Fruit, by definition, is the sweet and fleshy product of a tree or other plant that contains seed and can be eaten as food. This has been a favorite point of gained knowledge for all my children around the fourth grade. They are fascinated that cucumbers and tomatoes are actually fruits, and not vegetables, and take great delight in correcting me every chance they get.  

Conventionally Unconventional with Kinder Fayssoux, MD

What the distinction of fruit versus vegetable doesn’t change is the health benefits of eating a diet rich in both. Fruit, however, does have the drawback of containing sugar (and for the purists out there – it’s true vegetables can also have sugar, but it is usually present in smaller amounts).  

The question my patients often posed to me is whether the sugar in fruits is enough of a reason to avoid eating them. Let’s back up a little before we answer this.  
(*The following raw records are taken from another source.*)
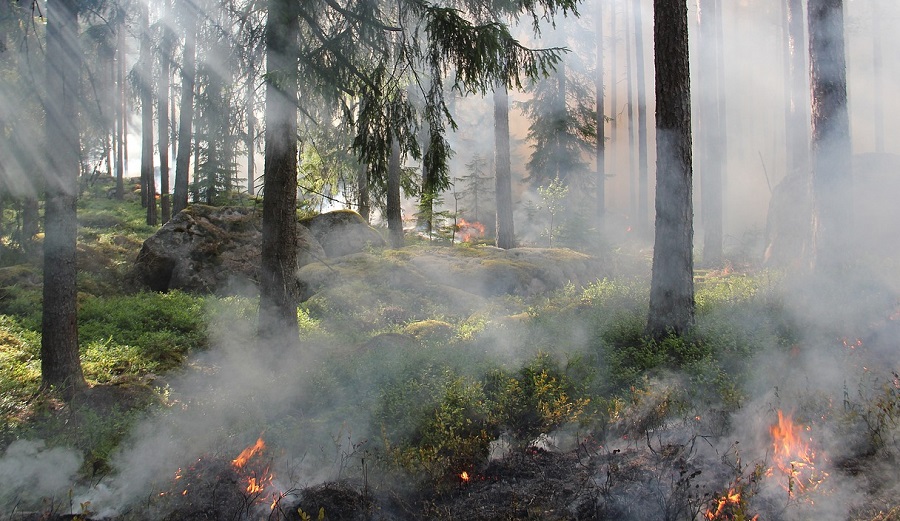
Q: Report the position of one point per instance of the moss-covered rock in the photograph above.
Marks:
(343, 232)
(210, 249)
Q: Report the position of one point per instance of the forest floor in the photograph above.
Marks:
(783, 403)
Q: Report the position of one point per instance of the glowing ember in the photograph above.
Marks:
(793, 456)
(726, 506)
(248, 453)
(466, 230)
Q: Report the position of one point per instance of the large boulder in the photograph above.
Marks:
(210, 249)
(343, 232)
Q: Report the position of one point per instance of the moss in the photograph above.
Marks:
(430, 330)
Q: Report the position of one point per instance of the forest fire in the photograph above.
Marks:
(468, 230)
(258, 479)
(248, 453)
(729, 505)
(793, 456)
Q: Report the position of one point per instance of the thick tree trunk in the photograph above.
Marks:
(186, 117)
(148, 177)
(506, 235)
(830, 136)
(165, 57)
(672, 283)
(279, 288)
(643, 181)
(600, 155)
(60, 362)
(394, 212)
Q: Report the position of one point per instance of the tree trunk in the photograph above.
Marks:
(148, 178)
(362, 184)
(830, 136)
(30, 221)
(600, 158)
(709, 138)
(251, 131)
(632, 148)
(643, 181)
(613, 81)
(394, 212)
(165, 58)
(672, 283)
(186, 119)
(878, 76)
(797, 85)
(121, 111)
(279, 288)
(506, 237)
(60, 362)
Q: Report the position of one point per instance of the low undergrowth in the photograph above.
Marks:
(428, 390)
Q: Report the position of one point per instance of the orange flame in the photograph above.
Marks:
(248, 453)
(468, 230)
(255, 486)
(732, 497)
(793, 456)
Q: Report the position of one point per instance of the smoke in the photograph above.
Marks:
(32, 472)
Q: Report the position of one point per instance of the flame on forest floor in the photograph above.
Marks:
(468, 230)
(729, 505)
(248, 453)
(793, 456)
(257, 477)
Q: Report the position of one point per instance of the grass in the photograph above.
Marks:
(433, 383)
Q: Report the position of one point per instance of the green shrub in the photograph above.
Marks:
(161, 328)
(535, 400)
(435, 426)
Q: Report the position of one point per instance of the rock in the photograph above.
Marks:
(343, 232)
(210, 249)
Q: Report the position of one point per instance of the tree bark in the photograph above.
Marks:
(279, 288)
(600, 154)
(251, 131)
(672, 283)
(186, 117)
(148, 177)
(629, 79)
(797, 117)
(60, 362)
(709, 138)
(362, 184)
(121, 111)
(165, 62)
(613, 81)
(830, 136)
(506, 235)
(643, 182)
(394, 212)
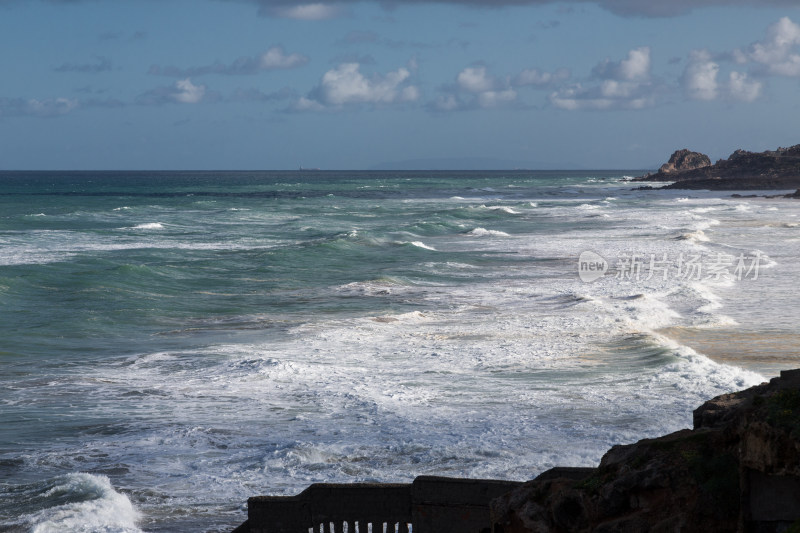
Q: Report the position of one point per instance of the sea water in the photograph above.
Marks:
(173, 343)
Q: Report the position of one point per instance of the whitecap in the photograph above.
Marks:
(502, 208)
(92, 505)
(149, 225)
(483, 232)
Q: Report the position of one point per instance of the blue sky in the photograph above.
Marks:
(272, 84)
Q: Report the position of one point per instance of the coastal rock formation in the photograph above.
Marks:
(685, 160)
(737, 470)
(743, 170)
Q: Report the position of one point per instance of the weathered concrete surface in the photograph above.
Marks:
(431, 504)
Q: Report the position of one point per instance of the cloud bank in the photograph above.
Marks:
(275, 58)
(346, 85)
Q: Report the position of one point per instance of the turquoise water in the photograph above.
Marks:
(172, 343)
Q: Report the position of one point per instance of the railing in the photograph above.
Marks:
(428, 505)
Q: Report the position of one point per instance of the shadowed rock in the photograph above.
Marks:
(737, 470)
(778, 169)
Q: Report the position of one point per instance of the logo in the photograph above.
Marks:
(591, 266)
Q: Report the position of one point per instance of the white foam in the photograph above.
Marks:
(694, 236)
(503, 208)
(98, 507)
(483, 232)
(420, 244)
(149, 225)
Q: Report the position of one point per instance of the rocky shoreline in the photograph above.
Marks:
(743, 170)
(737, 470)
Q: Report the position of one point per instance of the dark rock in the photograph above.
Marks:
(743, 170)
(737, 470)
(684, 160)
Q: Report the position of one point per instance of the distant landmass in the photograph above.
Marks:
(459, 163)
(743, 170)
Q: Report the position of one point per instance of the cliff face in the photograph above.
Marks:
(737, 470)
(685, 160)
(778, 169)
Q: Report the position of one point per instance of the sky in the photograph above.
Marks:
(397, 84)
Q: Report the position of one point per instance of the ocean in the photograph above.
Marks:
(172, 343)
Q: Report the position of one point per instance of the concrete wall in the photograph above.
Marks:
(429, 504)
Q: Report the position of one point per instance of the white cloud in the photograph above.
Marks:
(495, 98)
(778, 53)
(182, 92)
(635, 67)
(538, 78)
(188, 93)
(699, 79)
(624, 84)
(743, 88)
(475, 80)
(346, 85)
(610, 94)
(316, 11)
(475, 88)
(275, 57)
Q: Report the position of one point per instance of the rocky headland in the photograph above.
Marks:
(743, 170)
(737, 470)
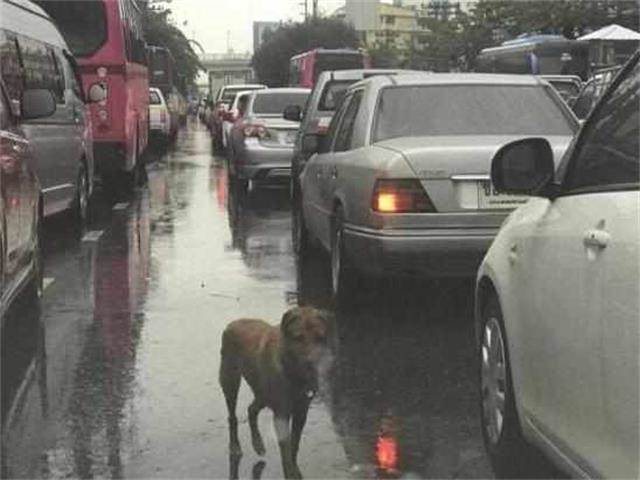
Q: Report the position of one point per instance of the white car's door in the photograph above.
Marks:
(314, 187)
(606, 167)
(579, 307)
Our bodies need fats, proteins, and carbohydrates. Of these, carbohydrates are the only one we don’t need to get from external sources – our body can, if needed, make them from the other groups. Fascinating, isn’t it? 

However, carbohydrates are the preferred energy source for the body, as they are the easiest for the body to use quickly. That is why we crave them. 

All carbohydrates are broken down into sugars for our use. During this process, the carbohydrates elicit an insulin response from our body to help maintain a steady level of sugar in the blood.  This is commonly referred to as an insulin spike. High levels of insulin help control the sugar in our blood levels by sending the sugar into our cells to work, storing the extra as fat.  

So, ultimately, we get into trouble when we have too much sugar. But is fruit sugar the exception to this?

Well, the answer is yes and no. It is better for you, because when eaten in its whole form (the way it looked when it came off the tree), the sugar in fruit is accompanied by a lot of fiber and water. Due to this fact, it takes a lot longer to be absorbed into the blood and thus, does not raise sugar levels as quickly, avoiding pronounced elevation of blood sugar. This, in turn, does not cause much of an insulin spike. Fruit sugar is not necessarily better because once it is in the bloodstream, you will still get some insulin response, and depending on how much sugar you put into your bloodstream every day, that excess sugar will still be turned into fat – even if it came from a fruit.

That example referred to a whole piece of fruit. This is important to note because a lot of people put fruit juice, fruit smoothies, and dried fruit in the same category, and they are not the same – especially when it comes to insulin spike. As we learned earlier, it is the fiber and water content that helps slow this response. So, when we take our fruit and change it in one of these ways: completely separate it from its fiber (as juice), pre-“chew”/breakdown the fiber (smoothie) or remove all of its water (dried fruit), the sugar is pushed into our blood much quicker, causing a bigger insulin spike.

So, what I tell my patients is… fruit is good for you in moderation (one to two servings a day) and when eaten in its whole form. The only populations that should avoid fruit are those who are on a ketogenic diet and those who are following a strict no-sugar protocol as sometimes is done with cancer patients.